Ici, la situation est réglée. Au final, il y a eu un trop-versé non pas de 170 000 francs, mais d'un peu plus de 100 000 francs, qui doit faire l'objet de compensations de créances d'ici la fin de l'année et qui sera dès lors définitivement clos, on le souhaite. Cela ne doit pas occuper la majeure partie du bilan de l'institution - les députés qui se sont exprimés précédemment l'ont montré.

A mon tour, je remercie la rapporteure de majorité, le président de la commission de même que les députés qui ont pris la parole, parce que ce qui doit nous occuper, c'est la bonne gestion - et vous l'avez toutes et tous mise en avant - de l'IMAD, qui, année après année, permet de préserver un élément essentiel pour notre population, et pas seulement la population vieillissante, mais l'ensemble de celle-ci, à savoir l'autonomie. Permettre aux personnes de demeurer autonomes le plus longtemps possible a un impact également sur les coûts, comme le député Saudan l'a rappelé à juste titre. C'est la mission de l'IMAD, et celle-ci la remplit bien.

Cette mission est assurée par sa directrice générale, que je remercie et dont je salue l'engagement sans faille depuis plus de dix ans, ainsi que par ses collaboratrices et collaborateurs. On parle ici de plus de 2300 personnes, ce sont elles qu'il faut saluer, parce qu'elles sont confrontées au quotidien à des publics - le député Conne l'a souligné - qui, de plus en plus, sont touchés par des maladies neurodégénératives, par des problèmes complexes, par des situations de précarité. Voilà ce qui doit nous occuper, c'est ce débat-là; c'est cette situation que nous constatons avec vous, nous, le Conseil d'Etat, qui est gérée de façon plus que satisfaisante année après année, qui doit mobiliser nos forces et notre énergie. Merci de votre attention.
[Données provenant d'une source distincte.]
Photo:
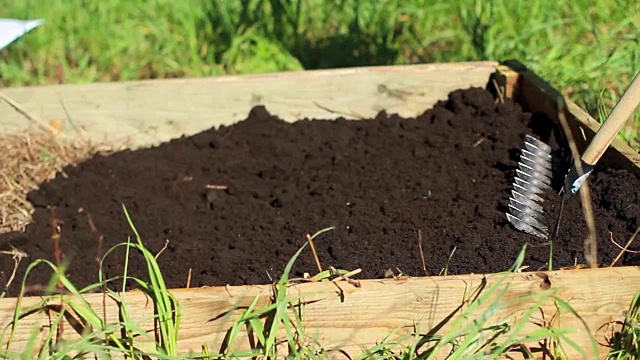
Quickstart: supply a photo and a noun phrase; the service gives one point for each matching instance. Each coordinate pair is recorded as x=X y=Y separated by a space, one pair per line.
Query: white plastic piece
x=13 y=29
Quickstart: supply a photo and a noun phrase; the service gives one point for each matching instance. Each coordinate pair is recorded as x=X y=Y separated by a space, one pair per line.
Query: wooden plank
x=143 y=113
x=125 y=112
x=371 y=312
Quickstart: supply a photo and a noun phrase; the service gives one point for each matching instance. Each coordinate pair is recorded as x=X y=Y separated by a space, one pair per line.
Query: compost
x=235 y=203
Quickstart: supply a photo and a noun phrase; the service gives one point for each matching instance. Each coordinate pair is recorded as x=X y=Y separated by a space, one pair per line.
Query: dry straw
x=30 y=158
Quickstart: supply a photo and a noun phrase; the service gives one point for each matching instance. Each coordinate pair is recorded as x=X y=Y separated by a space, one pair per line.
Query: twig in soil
x=56 y=235
x=478 y=142
x=31 y=117
x=424 y=263
x=446 y=267
x=626 y=246
x=94 y=229
x=499 y=90
x=315 y=253
x=590 y=244
x=166 y=243
x=189 y=279
x=347 y=277
x=337 y=112
x=17 y=256
x=217 y=187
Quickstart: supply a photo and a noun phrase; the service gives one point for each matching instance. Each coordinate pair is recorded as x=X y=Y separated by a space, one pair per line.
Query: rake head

Le président. Je vous remercie, Monsieur le conseiller d'Etat. Nous procédons au vote.

Mis aux voix, le projet de loi 13475 est adopté en premier débat par 77 oui contre 13 non.

L'article unique du projet de loi 13475 est adopté en deuxième débat.

Mise aux voix, la loi 13475 est adoptée en troisième débat dans son ensemble par 76 oui contre 13 non (vote nominal).